Legal Mobilization and the Infrastructures of Protest Culture
Coordinators: Jeff Handmaker (Erasmus University Rotterdam), Mikel Diez Sarasola (Universidad del País Vasco UPV/EHU), Sanne Taekema (Erasmus University Rotterdam), Michał Stambulski (Erasmus University Rotterdam)
Description of the meeting
Protests have long been a fundamental and controversial mechanism for citizens to voice their grievances and challenge authority. Yet in recent years, discussions about the legal limits of protests and their potential to transform contemporary democracies have intensified. In 2019 and 2023, Dutch farmers used farm machinery, blocking public roads protesting planned regulations limiting nitrogen emissions in industrial livestock production. In this case, the climate crisis, animal rights and the economic and labour interests of farmers collide, without a clear resolution. In 2020-21, a wave of “Black Protests” spread through Poland in a reaction to laws restricting abortion and what were seen as attacks on the constitution. The scale of the pro-choice street protests was unprecedented in the country’s history, yet they were not translated into changes in the law. Following a series of judicial decisions against the plans for the normalization of the Basque language in the public administration, a series of demonstrations and protests have and are taking place in the Basque Country calling into question the rule of law and constitutional premises as contrary to a certain conception of Basque collective identity. The protests raised questions about the relationship between protests and collective identities. In late 2023, the right to protest itself came under pressure in several European countries in response to, primarily youth protesting Israel’s warfare in Gaza. Outside Europe, in 2019-20, Egypt saw a series of pro-democratic street protests against President Abdel Fattah el-Sisi, echoing the Arab Spring protests of 2011. Security forces responded with tear gas, rubber bullets and mass arrests of lawyers, human rights defenders, activists and opposition leaders. Similar developments, resembling the "pattern" of the Arab Spring and also prompting European reactions, took place in 2019-2022 in Sudan. This raises into question the impediments for democratic mobilization and the transferability and limits of European democratic values.

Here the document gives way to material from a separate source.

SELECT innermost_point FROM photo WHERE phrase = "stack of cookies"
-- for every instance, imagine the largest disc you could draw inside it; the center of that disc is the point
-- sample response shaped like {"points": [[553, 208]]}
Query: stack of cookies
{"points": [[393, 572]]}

The aim of workshop is to undertake an analysis of the moral, legal and social dynamics of contemporary protests and their influence on political institutions. At the heart of the project is the question of the possibility of enhancing the impact of contemporary protest on the representativeness, pluralism, openness, effectiveness, and dialogue of contemporary democratic and rule-of-law based political systems. To this end, it is necessary to understand how the infrastructure of protests functions and how protest interlinks with other forms of political engagement and participation such as voting and everyday parliamentary decision making.